The SafeCity is built on a web-based Geographic Information System for Critical Infrastructure Assessment and Visualization and Hazards for the Civil services. The system allows operators to identify Critical Infrastructure in the context of the multi-layer maps of a city, perform analysis and simulate different hazard scenarios. Once a degree of criticality has been assigned to each identified Critical Infrastructure, the system allows a spatial analysis of the density of vulnerable structures in the different areas of the city [18].

3 Conclusions and Future Research

Based on the analysis of the different risk management and predictive models, the creation of a matrix was initiated, that ease the understanding of the focus of each Methodology and the inputs and outputs that each methodology needs and provides during the risk management and assessment (Table 1).

Table 1 Descriptive matrix of risk management models

This paper provided a critical analysis of the capabilities of different strategies, applications and methodologies for the identification and evaluation of risks in critical infrastructure, as an opening towards developing an integrated and multidisciplinary methodology that allows to assess various risks in different types of Critical Infrastructures.

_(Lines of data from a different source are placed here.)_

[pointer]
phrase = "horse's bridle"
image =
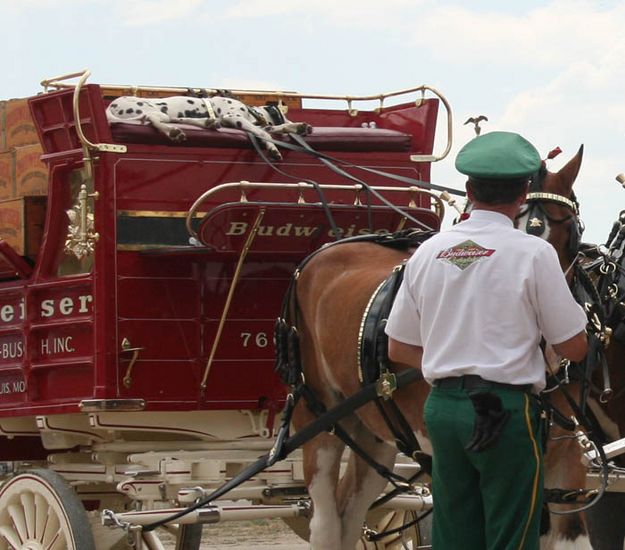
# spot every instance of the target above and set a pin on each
(537, 214)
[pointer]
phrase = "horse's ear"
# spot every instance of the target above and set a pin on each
(569, 171)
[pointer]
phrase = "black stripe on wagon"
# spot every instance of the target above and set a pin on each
(152, 231)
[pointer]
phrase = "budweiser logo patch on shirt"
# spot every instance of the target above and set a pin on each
(465, 254)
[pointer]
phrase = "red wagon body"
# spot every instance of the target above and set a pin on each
(138, 295)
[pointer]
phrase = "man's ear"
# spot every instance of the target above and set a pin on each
(523, 196)
(467, 186)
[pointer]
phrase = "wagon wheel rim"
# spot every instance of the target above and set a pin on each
(39, 511)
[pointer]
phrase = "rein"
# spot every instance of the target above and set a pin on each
(586, 294)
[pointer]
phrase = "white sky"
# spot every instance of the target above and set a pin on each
(552, 70)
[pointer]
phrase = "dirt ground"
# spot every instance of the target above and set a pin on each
(249, 535)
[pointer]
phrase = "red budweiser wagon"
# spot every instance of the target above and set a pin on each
(140, 279)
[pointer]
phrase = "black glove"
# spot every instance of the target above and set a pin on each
(490, 418)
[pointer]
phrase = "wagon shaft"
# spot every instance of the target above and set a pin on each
(140, 279)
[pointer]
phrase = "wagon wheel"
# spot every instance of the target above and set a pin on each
(39, 510)
(381, 521)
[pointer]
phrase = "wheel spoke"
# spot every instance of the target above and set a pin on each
(10, 536)
(52, 527)
(39, 509)
(28, 505)
(58, 542)
(17, 517)
(42, 510)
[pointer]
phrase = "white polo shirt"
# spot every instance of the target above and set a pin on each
(478, 297)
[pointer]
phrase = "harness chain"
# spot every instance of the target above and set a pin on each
(586, 295)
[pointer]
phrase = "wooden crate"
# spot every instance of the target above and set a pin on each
(22, 222)
(16, 124)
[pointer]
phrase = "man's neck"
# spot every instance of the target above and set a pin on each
(509, 210)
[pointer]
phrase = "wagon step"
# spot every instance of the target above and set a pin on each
(208, 514)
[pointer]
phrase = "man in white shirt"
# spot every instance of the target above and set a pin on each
(472, 309)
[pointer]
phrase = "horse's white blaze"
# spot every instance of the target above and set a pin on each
(325, 525)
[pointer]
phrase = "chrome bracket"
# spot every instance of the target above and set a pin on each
(81, 237)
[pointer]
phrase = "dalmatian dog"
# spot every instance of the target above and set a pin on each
(205, 112)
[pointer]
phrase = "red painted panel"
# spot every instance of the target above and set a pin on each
(162, 298)
(62, 381)
(293, 229)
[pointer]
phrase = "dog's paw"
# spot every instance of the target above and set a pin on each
(176, 134)
(213, 124)
(304, 129)
(273, 153)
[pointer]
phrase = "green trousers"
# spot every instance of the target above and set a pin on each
(488, 500)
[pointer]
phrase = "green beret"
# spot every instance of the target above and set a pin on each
(498, 156)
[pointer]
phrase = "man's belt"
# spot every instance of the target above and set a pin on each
(475, 382)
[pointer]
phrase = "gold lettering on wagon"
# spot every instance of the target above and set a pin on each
(236, 229)
(17, 386)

Considering the importance of infrastructure interdependencies and the complex network modeling techniques it requires.

It was observed from the most relevant articles related to risk management and predictive models found that whether for risk assessment or predictive models, these were created according to a specific necessity. This led to the existence of non-multidisciplinary methodologies and assessments, varying them from types of risks, to the focus of study and groups of CIs, creating a gap of approaches consider various types of Critical Infrastructures, risks and objectives of the assessment.

In general, the studies of risks and vulnerabilities in Critical Infrastructures show two noticeable aims in the development of these methodologies:

  • The first one relates to the identification of methods, techniques, tools and diagrams to describe the current state of infrastructure. Hazards and extreme events are used to obtain a survey of the infrastructure performance and its response to these events.

  • The second one aims to understand the performance of the CI in different scenarios under diverse simulations, resulting in the identification of weaknesses on the Critical Infrastructure.

Finally, it is essential to continue investigating and improving the way of collecting and processing the methodologies about critical infrastructure’s resilience and risk assessments. Hence, future studies are needed to conduct to validate the usefulness and reliability of these methodologies described to evaluate the resilience of CI exposed to extreme events, natural or manmade. Additionally, it is vital to realize empirical applications applied on case studies embracing different scenarios for each dimension of resilience.